Не в последнюю очередь оно связано с обновлением элит: “старые деньги” вынуждены были потесниться, чтобы уступить место менеджериальному слою и тому весьма широкому кругу лиц, которые так или иначе отвечают за “информационное обеспечение” экономики и политики. Прежние богачи жили, как правило, оседло и не забывали о своей местной общине, в рамках которой ощущали себя такими же гражданами, как и все прочие; разве что “первыми среди равных”. А люди, причастные к малопонятной рядовым американцам “информационной экономике”, ведут полукочевой образ жизни и даже селятся как бы колониями — среди подобных себе и более или менее изолированно от прочих. Психологически они нигде не “прописаны” и ощущают себя скорее “гражданами мира”, чем гражданами своей страны. И развлекаются они по-своему, в особых, недоступных другим развеселых местах.
“Элиты, определяющие повестку дня, — делает вывод Лэш, — утратили точку соприкосновения с народом”.
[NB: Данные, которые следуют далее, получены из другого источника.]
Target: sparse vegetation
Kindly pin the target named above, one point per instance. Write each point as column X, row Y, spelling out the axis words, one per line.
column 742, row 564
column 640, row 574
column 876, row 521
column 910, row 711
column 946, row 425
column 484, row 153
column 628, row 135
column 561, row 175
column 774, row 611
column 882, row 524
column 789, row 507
Заметим, что осуждение у Лэша, равно как и у “народа” (“нижних 80 процентов”), от имени которого он выступает, вызывают не “большие деньги” сами по себе, а то, как они тратятся. Нельзя сказать, чтобы косой взгляд на чужое богатство американцам вообще был бы не знаком; такой взгляд диктуется ведь не только непохвальным чувством зависти, но также и сдержанным (иначе можно сказать — амбивалентным) отношением христианства (его кальвинистская ветвь в своем позднем развитии не составила в этом смысле исключения) к богатству как таковому. И все же в американской традиции преобладает терпимое отношение к богатым, зачастую нюансируемое откровенным восхищением: если тот, кто добыл (именно так — добыл, а не по наследству получил) золотую щетинку, “свой парень”, от народа не отрывается, в жизни местной общины активно участвует, жертвует на все, на что полагается жертвовать, и т. д., — то в этом случае богатство будет поставлено ему в плюс, а не в минус.